Work That We Do, Sublime


Defining Life Experience: The LinkedIn Dilemma

Soon before college graduation, my father sent me an excited email.  “You are almost a college graduate.  How does your LinkedIn profile look?”  With my father’s guidance, I updated my profile, combining the pride of my resume with the online ease of Facebook.  As I navigated my changing employment opportunities, I quickly learned how to operate my LinkedIn, updating and adding new jobs, experience and technical skills as they happened.

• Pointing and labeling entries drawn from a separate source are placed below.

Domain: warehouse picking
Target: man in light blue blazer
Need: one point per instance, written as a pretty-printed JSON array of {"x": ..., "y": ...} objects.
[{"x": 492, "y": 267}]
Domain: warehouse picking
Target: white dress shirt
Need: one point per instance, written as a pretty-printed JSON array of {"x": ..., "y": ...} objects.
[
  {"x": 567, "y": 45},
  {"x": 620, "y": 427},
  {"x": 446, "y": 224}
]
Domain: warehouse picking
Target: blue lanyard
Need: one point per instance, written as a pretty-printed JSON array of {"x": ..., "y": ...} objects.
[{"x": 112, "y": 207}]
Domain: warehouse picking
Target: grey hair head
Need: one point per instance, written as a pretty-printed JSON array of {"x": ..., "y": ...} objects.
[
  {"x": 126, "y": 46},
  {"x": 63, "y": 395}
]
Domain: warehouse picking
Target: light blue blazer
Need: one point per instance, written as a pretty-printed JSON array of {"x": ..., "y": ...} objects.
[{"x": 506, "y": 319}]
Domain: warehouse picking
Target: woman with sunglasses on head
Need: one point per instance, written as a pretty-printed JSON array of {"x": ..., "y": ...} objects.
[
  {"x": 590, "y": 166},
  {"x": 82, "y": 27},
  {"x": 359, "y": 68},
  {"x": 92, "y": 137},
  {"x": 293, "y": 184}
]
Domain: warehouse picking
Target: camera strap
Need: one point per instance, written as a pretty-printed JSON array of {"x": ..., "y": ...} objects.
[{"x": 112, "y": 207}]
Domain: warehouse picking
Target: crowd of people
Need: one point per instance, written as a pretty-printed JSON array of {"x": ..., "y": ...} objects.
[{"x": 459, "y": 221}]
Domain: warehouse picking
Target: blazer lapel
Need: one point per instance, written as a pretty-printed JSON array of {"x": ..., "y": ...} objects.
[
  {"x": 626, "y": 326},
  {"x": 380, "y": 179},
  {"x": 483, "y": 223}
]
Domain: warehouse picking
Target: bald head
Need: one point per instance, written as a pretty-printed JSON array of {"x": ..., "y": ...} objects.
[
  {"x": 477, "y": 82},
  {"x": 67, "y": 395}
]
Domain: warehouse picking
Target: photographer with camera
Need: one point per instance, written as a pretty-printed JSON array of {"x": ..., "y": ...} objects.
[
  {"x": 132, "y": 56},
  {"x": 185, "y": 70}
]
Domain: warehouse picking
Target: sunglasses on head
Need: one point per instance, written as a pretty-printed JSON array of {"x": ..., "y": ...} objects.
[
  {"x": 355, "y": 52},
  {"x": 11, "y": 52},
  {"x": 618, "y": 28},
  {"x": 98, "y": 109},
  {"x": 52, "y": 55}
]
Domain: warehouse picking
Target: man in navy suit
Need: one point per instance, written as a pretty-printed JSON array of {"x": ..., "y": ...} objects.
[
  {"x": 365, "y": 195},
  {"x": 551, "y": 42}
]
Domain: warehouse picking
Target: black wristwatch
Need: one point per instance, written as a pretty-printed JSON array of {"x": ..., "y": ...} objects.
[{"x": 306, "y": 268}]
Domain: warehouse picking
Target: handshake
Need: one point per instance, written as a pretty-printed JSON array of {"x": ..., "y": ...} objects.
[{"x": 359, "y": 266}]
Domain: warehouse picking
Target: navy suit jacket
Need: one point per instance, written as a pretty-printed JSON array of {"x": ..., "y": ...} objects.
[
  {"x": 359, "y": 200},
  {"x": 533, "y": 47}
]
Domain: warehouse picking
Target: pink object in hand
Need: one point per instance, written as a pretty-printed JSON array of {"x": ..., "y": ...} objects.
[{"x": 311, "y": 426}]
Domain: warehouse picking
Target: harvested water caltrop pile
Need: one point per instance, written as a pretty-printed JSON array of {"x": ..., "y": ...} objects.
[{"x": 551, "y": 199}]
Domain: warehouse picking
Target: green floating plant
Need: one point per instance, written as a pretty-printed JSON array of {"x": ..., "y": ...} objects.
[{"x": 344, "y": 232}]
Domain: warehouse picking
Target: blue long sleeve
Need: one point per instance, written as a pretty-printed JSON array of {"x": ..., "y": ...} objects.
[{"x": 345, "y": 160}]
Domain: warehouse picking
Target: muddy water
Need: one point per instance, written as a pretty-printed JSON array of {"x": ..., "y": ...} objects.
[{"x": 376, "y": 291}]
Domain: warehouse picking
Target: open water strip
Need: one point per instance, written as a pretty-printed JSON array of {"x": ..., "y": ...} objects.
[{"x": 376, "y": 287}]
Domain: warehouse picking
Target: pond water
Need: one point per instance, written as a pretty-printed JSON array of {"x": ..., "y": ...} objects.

My parents enjoy being “tech savvy”, my Mom with her Facebook (and email, and ipad, and macbook) and my dad with his LinkedIn.  While my Mom rarely posts to the ‘book, she is a professional “Facebook stalker”.  When living in the states, periodically I would get phone calls: “Annie, did you hear so-and-so is pregnant?  Do you know who the father is?”

“Mom, I’m at work, can we talk when I get home?”

“Yeah, baby, I just wanted to let you know.  She’s pregnant!  Wasn’t she on your student council or something?”

“No, but baby daddy was,” and I would hang up.

My father uses his social networking experience for something completely different.  One night, coming home from my first post-grad job, my dad told me to get my computer.  “Let’s get you a LinkedIn.”

We spent the next hour, hunched over my laptop, figuring out what work experience goes where and how to define my personal experience and eventually, I gave up.  “Dad, I’ll look at it when I have free time at work.”

And so I did.  Now, I am now fairly LinkedIn savvy.  That’s one of my favorite parts about this generation: give us enough time with something technological, we’ll figure it out.  Kind of like how we all knew to blow on gameboy games when they started skipping.

My resume has always been a point of pride.  I have at least three copies on my computer currently – the one with every little bit of experience (now including the Peace Corps KSAs – Knowledge, Skill, Aptitude), the one I turned into the Peace Corps, and one that is easily adaptable for quick review.  I update it regularly, with every little thing I can include.  But after a week in Panama City, with real internet, I tried to update my LinkedIn account in the same way.  Here is the dilemma:

Peace Corps experience is almost in-definable.  Yes, there are many tangibles – successful recycling project, endangered species management work, Spanish language fluency – but where the problem lies is in the intangibles.  I convince a group of people to try a new approach to something; gardening, income generation or cooking, but what do I call that?  I can build a more energy efficient outdoor stove (fogon), but in the States, when will I need to do that?  I can facilitate a meeting full of angry poachers and angrier protection activists in my second language, but does that have a name?

More than half of my Peace Corps experience is barely definable in the first world, and can only be summed up in the , PCV behind my name.  Those three letters mean all the things I can’t otherwise define.  This generation of young adults are quickly becoming known as the Global Generation.  Most of us have passports, and a significant number have lived abroad.  Our work – and life – experience are so different from our predecessors and it’s still being defined.  To us, work and life are intertwined to a point that our resumes should include all of it.  “Lived in Rome for 2 months in a hostel”, “Tended bar while studying for the bar”, “Played guitar and sang in the subway in Spain”, “Made jewelry out of recycled materials”, “Composted in my backyard in the middle of a city” or “Had a mini herb garden on the two foot balcony of my apartment”.  All of these should be included on our resumes, in our LinkedIn accounts, but where?

When will “Life Experience” be a standard subheading on a resume?